After allowing the books at the Charles Tisdale Library to rot, it now appears that the Jackson-Hinds Library System will let the city of Jackson foot the bill for disposing of them.
Last month, the Jackson-Hinds board of trustees voted to abandon its interests in the E. Northside Drive facility, effective September 30.
According to a copy of a letter informing the city council, the system “will bear no further interest or responsibility, financially or legally for the Tisdale Library. The utilities will be turned off, all exterior lighting will remain dark, also, contents and liability insurance coverage will end.” In other words the library board is just walking away.
The library closed in April 2017, following heavy storms. The books were left at the branch and allowed to become contaminated with black mold and mildew.
The letter doesn’t state whether the system will remove the books, but only that the board was turning over the “heavily damaged library property” to the city.
Jackson-Hinds Executive Director Patty Furr was asked multiple times if the system would dispose of the books, but she refused to answer.
Passing this problem off to the city is troubling.
Disposing of the books is likely to cost tens of thousands of dollars.
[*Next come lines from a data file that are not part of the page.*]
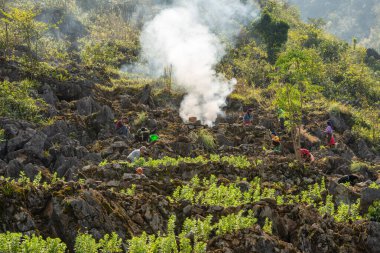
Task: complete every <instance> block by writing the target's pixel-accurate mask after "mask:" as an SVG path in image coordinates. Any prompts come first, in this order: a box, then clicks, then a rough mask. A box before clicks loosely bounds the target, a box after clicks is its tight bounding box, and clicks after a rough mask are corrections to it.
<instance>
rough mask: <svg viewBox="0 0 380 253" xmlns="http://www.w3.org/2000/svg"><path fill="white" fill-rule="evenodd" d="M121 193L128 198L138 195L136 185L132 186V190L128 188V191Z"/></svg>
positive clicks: (130, 187) (125, 190)
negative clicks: (128, 196)
mask: <svg viewBox="0 0 380 253" xmlns="http://www.w3.org/2000/svg"><path fill="white" fill-rule="evenodd" d="M120 193H121V194H125V195H127V196H135V194H136V185H135V184H132V186H131V187H130V188H128V189H127V190H124V189H122V190H121V191H120Z"/></svg>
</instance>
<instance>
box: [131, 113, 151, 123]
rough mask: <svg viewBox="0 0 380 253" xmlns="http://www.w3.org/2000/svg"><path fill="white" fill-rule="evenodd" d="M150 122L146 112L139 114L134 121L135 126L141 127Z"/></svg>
mask: <svg viewBox="0 0 380 253" xmlns="http://www.w3.org/2000/svg"><path fill="white" fill-rule="evenodd" d="M147 120H148V114H147V113H146V112H139V113H138V114H137V118H136V119H135V120H134V121H133V124H134V125H135V126H141V125H143V124H144V123H145V122H146V121H147Z"/></svg>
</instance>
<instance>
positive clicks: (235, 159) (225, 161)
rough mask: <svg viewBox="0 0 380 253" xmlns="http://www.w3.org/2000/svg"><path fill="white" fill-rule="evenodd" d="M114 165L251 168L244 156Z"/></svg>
mask: <svg viewBox="0 0 380 253" xmlns="http://www.w3.org/2000/svg"><path fill="white" fill-rule="evenodd" d="M114 163H118V164H122V165H125V166H127V167H128V168H136V167H140V166H141V167H149V168H167V167H178V166H180V165H181V164H182V163H185V164H188V165H205V164H208V163H213V164H219V163H223V164H226V165H229V166H233V167H235V168H239V169H249V168H251V167H252V165H253V164H252V163H251V162H250V161H249V160H248V159H247V157H246V156H222V157H221V156H219V155H210V158H209V159H207V158H206V157H204V156H197V157H195V158H191V157H177V158H173V157H168V156H165V157H163V158H162V159H157V160H155V159H152V158H149V159H147V160H145V159H144V158H140V159H138V160H136V161H135V162H133V163H129V162H117V161H114ZM102 164H108V161H107V162H102Z"/></svg>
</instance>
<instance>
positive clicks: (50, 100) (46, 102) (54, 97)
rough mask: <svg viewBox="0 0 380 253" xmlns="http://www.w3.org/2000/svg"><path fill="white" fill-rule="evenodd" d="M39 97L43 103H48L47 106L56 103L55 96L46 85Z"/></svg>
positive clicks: (53, 93) (51, 89)
mask: <svg viewBox="0 0 380 253" xmlns="http://www.w3.org/2000/svg"><path fill="white" fill-rule="evenodd" d="M41 96H42V98H43V99H44V100H45V102H46V103H48V104H49V105H52V106H55V105H56V104H57V102H58V98H57V96H56V95H55V94H54V92H53V90H52V89H51V87H50V86H49V85H47V84H45V85H44V86H43V87H42V95H41Z"/></svg>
Specialists will have to be brought in, because the books are covered in toxic black mold.
Book disposal costs aside, Jackson now must bear any legal responsibility related to the library. If the building can’t be sold, Jackson will have to insure it.
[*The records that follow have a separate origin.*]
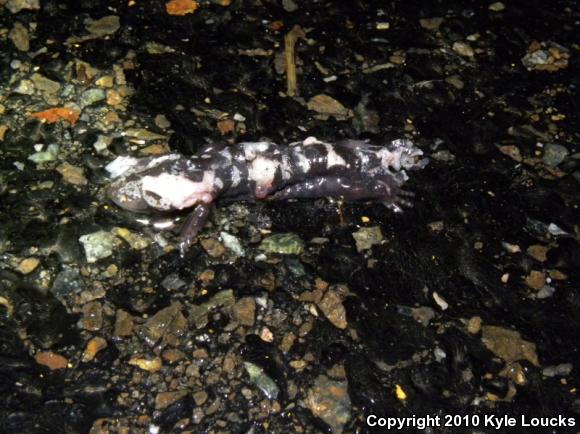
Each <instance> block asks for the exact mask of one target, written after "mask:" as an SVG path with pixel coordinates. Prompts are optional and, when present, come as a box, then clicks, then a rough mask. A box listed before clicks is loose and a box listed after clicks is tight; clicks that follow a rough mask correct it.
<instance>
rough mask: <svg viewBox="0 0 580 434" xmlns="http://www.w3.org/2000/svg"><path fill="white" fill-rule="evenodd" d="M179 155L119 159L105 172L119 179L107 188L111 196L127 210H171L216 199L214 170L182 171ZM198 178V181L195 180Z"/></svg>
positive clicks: (134, 211)
mask: <svg viewBox="0 0 580 434" xmlns="http://www.w3.org/2000/svg"><path fill="white" fill-rule="evenodd" d="M179 158H182V157H180V156H179V155H176V154H170V155H167V156H164V157H158V158H131V157H119V158H117V159H116V160H114V161H113V162H112V163H110V164H109V165H108V166H107V167H106V169H107V171H109V172H110V173H111V175H112V176H113V177H119V179H117V180H115V181H114V182H113V183H112V184H111V185H110V186H109V188H108V190H107V195H108V197H109V198H110V199H111V200H112V201H113V202H115V204H117V205H118V206H120V207H121V208H123V209H126V210H128V211H133V212H147V211H153V210H155V211H172V210H180V209H184V208H189V207H192V206H194V205H197V204H198V203H211V202H212V200H213V195H212V193H213V191H214V181H215V175H214V173H213V172H212V171H193V172H189V173H187V174H185V173H182V172H181V171H179V170H175V168H176V167H178V161H177V160H178V159H179ZM194 178H195V179H194Z"/></svg>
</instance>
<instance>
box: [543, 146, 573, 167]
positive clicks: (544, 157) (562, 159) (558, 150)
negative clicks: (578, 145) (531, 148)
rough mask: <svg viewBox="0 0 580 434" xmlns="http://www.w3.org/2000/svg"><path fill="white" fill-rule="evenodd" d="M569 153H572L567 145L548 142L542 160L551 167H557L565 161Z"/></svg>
mask: <svg viewBox="0 0 580 434" xmlns="http://www.w3.org/2000/svg"><path fill="white" fill-rule="evenodd" d="M568 155H570V151H568V149H567V148H566V147H565V146H562V145H558V144H556V143H548V144H547V145H546V148H545V149H544V156H543V157H542V161H543V162H544V163H546V164H547V165H548V166H550V167H556V166H557V165H558V164H560V163H561V162H562V161H564V160H565V159H566V157H567V156H568Z"/></svg>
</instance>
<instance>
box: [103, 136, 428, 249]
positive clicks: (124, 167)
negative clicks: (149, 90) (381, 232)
mask: <svg viewBox="0 0 580 434" xmlns="http://www.w3.org/2000/svg"><path fill="white" fill-rule="evenodd" d="M422 155H423V152H422V151H421V150H420V149H419V148H417V147H415V145H414V144H413V143H412V142H411V141H410V140H406V139H399V140H394V141H392V142H390V143H389V144H387V145H386V146H374V145H371V144H370V143H368V142H367V141H357V140H343V141H340V142H337V143H332V144H331V143H325V142H321V141H319V140H318V139H316V138H314V137H309V138H307V139H306V140H304V141H302V142H297V143H292V144H290V145H289V146H280V145H277V144H275V143H272V142H268V141H262V142H245V143H239V144H237V145H234V146H230V147H223V146H222V147H219V146H210V147H207V148H205V149H204V150H203V151H201V152H199V153H198V154H196V155H193V156H184V155H180V154H168V155H164V156H161V157H146V158H133V157H118V158H117V159H116V160H114V161H113V162H111V163H110V164H109V165H108V166H107V167H106V169H107V170H108V171H109V172H110V174H111V176H112V177H113V178H116V179H115V181H113V182H112V183H111V185H110V186H109V188H108V195H109V197H110V198H111V199H112V200H113V201H114V202H115V203H116V204H117V205H119V206H120V207H122V208H124V209H126V210H129V211H134V212H150V211H160V212H164V211H175V210H181V209H185V208H193V211H192V213H191V214H190V216H189V217H188V219H187V220H186V221H185V223H184V224H183V226H182V228H181V234H180V249H181V253H182V255H183V254H184V252H185V251H186V250H187V248H188V247H189V246H190V244H191V243H192V240H193V239H194V237H195V236H196V235H197V233H198V232H199V231H200V230H201V228H202V227H203V225H204V223H205V221H206V219H207V217H208V215H209V212H210V209H211V208H210V207H211V204H212V202H214V201H216V200H218V199H229V200H250V201H254V200H263V199H270V200H282V199H290V198H317V197H327V196H331V197H338V198H342V199H344V200H347V201H357V200H358V201H360V200H363V201H364V200H366V201H377V202H381V203H383V204H385V205H386V206H388V207H389V208H391V209H394V210H395V211H400V210H401V208H400V205H408V204H409V202H408V201H407V200H406V199H405V198H404V196H409V195H410V193H407V192H405V191H404V190H402V189H401V187H402V185H403V184H404V183H405V181H406V180H407V179H408V175H407V173H406V170H413V169H420V168H423V167H424V166H425V165H426V164H427V161H428V160H427V159H426V158H421V156H422Z"/></svg>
With the library also announcing that it’s turning off Tisdale’s security system, the empty building could now become a haven for the homeless looking to escape the elements.
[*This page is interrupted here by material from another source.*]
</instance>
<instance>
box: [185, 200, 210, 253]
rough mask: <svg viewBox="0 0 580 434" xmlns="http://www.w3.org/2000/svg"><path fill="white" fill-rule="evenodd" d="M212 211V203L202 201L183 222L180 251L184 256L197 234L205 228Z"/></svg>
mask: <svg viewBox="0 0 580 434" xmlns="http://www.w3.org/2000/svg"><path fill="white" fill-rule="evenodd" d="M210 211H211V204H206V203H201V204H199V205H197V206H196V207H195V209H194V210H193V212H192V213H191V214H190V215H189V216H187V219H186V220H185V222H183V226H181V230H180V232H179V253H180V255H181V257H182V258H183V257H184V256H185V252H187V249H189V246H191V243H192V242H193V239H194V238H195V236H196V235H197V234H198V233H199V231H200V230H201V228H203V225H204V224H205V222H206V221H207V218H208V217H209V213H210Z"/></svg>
What happens if someone breaks in, spends the night and gets sick? What happens if someone dies from exposure to black mold?
These are serious concerns. Jackson-Hinds had to abandon its administrative offices at Welty last year because of black mold there. At least two employees reported respiratory problems prior to the relocation.
Imagine a homeless person sleeping in the Tisdale building overnight. Imagine that person sleeping in the branch night after night this winter.
What about a fire? What if homeless people decide to burn books there to keep warm?
There’s now no security system there to inform authorities if a break-in or fire occurs.
Rumors have abounded for months that the city has a potential buyer for the building. Let’s hope this is the case.
Library officials have put this albatross around Jackson’s neck, an albatross library officials themselves created.